Seit meiner Promotionszeit an der Humboldt-Universität zu Berlin beschäftige ich mich mit der Entwicklung solcher Verfahren und ihrer Analyse. Es ist offensichtlich, dass solche Verfahren gewisse Kriterien erfüllen müssen. Beispielsweise sollte der Aufwand für die Umsetzung in einem Computerprogramm nicht zu groß sein. Da die Rechenkapazität begrenzt ist und mit vorhandenen Ressourcen - zum Beispiel dem Arbeitsspeicher oder dem Stromverbrauch bei Hochleistungsrechnern - sparsam umgegangen werden sollte, liegt auch die Entwicklung effizienter numerischer Methoden im Fokus meiner Forschung.

Seit Oktober 2017 arbeite ich am Institut für Analysis und Numerik der WWU. Dort erforsche ich gemeinsam mit meinen Kollegen diese Methoden, um zum Beispiel folgende Fragen zu beantworten: Wenn eine Approximation gegeben ist, kann man dann den Fehler abschätzen, ohne dass man die exakte Lösung kennt? Kann man, ohne die exakte Lösung zu kennen, bestimmen, wie man eine Auflösung wählen muss, um die Lösung optimal zu approximieren? Das klingt für viele Personen zunächst abstrakt, aber es gibt tatsächlich viele Anwendungsfelder, für die unsere Forschung relevant ist - wenn man beispielsweise die Auslenkung einer Brücke unter einer Last simulieren möchte, um Schranken an kritische Lasten zu berechnen.

Viele Algorithmen, die speziell bei komplizierten Problemen in der Industrie und anderen Anwendungen, zum Beispiel der Wettervorhersage, zum Einsatz kommen, können mit dem heutigen Wissensstand noch nicht gut analysiert werden. Daher ist eine gesunde Skepsis gegenüber Resultaten, die der Computer bereitstellt, auch immer wichtig. Oft wird in solchen komplizierten Problemen in Ermangelung mathematisch beweisbarer Fehlerabschätzungen heuristisch argumentiert. Dies kann dazu führen, dass sich die Numerik zu Beginn des Mathematikstudiums schwer einordnen lässt.

Auch ich habe in meinem Studium die Numerik zunächst nur als Pflichtveranstaltung belegt. Dabei habe ich erfahren, dass mathematische Beweise im Mittelpunkt stehen.
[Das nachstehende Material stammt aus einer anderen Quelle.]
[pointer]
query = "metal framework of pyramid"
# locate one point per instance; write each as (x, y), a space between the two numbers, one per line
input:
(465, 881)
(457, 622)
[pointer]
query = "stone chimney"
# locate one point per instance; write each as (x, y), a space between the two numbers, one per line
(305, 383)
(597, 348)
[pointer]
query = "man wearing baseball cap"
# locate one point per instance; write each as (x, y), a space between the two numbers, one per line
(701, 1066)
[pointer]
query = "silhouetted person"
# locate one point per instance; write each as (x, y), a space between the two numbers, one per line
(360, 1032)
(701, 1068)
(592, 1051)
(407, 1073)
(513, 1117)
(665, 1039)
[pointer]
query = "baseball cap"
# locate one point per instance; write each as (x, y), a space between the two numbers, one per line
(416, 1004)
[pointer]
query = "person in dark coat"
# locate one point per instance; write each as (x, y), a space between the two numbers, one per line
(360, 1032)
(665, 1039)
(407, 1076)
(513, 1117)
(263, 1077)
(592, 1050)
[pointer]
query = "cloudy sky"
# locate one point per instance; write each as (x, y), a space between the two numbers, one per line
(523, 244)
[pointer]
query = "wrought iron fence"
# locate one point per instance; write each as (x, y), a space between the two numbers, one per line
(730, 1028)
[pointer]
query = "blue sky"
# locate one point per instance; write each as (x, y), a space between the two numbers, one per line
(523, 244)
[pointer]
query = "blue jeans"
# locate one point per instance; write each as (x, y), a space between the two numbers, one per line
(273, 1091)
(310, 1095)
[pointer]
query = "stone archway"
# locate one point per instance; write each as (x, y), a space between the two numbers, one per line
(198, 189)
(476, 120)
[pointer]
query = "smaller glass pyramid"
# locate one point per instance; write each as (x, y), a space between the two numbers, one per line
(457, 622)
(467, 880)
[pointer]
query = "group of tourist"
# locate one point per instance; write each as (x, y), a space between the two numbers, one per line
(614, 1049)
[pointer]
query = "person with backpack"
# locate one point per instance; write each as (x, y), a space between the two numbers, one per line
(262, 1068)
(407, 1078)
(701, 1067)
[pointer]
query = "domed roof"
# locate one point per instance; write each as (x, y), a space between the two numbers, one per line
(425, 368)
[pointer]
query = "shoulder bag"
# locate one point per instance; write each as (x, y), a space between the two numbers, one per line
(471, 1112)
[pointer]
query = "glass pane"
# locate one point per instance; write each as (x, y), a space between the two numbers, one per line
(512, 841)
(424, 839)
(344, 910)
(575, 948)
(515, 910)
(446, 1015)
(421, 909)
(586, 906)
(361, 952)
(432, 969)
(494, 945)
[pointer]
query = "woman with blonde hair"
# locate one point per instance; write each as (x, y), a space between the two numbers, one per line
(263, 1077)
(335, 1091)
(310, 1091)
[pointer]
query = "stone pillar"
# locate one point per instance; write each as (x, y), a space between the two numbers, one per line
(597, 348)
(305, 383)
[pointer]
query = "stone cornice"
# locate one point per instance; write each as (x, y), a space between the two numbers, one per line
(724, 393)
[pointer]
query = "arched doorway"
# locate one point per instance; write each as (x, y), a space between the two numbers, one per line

Die beweisbaren Resultate der Numerik beschränken sich häufig auf prototypische Gleichungen. Für diese können dafür aber Fehlerabschätzungen mathematisch hergeleitet werden. Mit diesen vor allem theoretischen Aspekten beschäftige ich mich auch in meiner jetzigen Forschung. Der mathematische Beweis, der im Mittelpunkt meiner Arbeitsweise steht, führt nicht nur auf rigorose Aussagen, sondern durch ihn wächst auch das Verständnis der betrachteten und noch zu entwickelnden Verfahren.

Ein Beispiel meiner Forschung ist eine aktuelle Kooperation mit der Ingenieurwissenschaft. Darin versuchen wir, gewisse Modelle aus der Elastizitätstheorie mit mathematisch fundierten Algorithmen anzugehen, wobei wir die mathematischen Grundlagen für die Simulation dieser Probleme erarbeiten.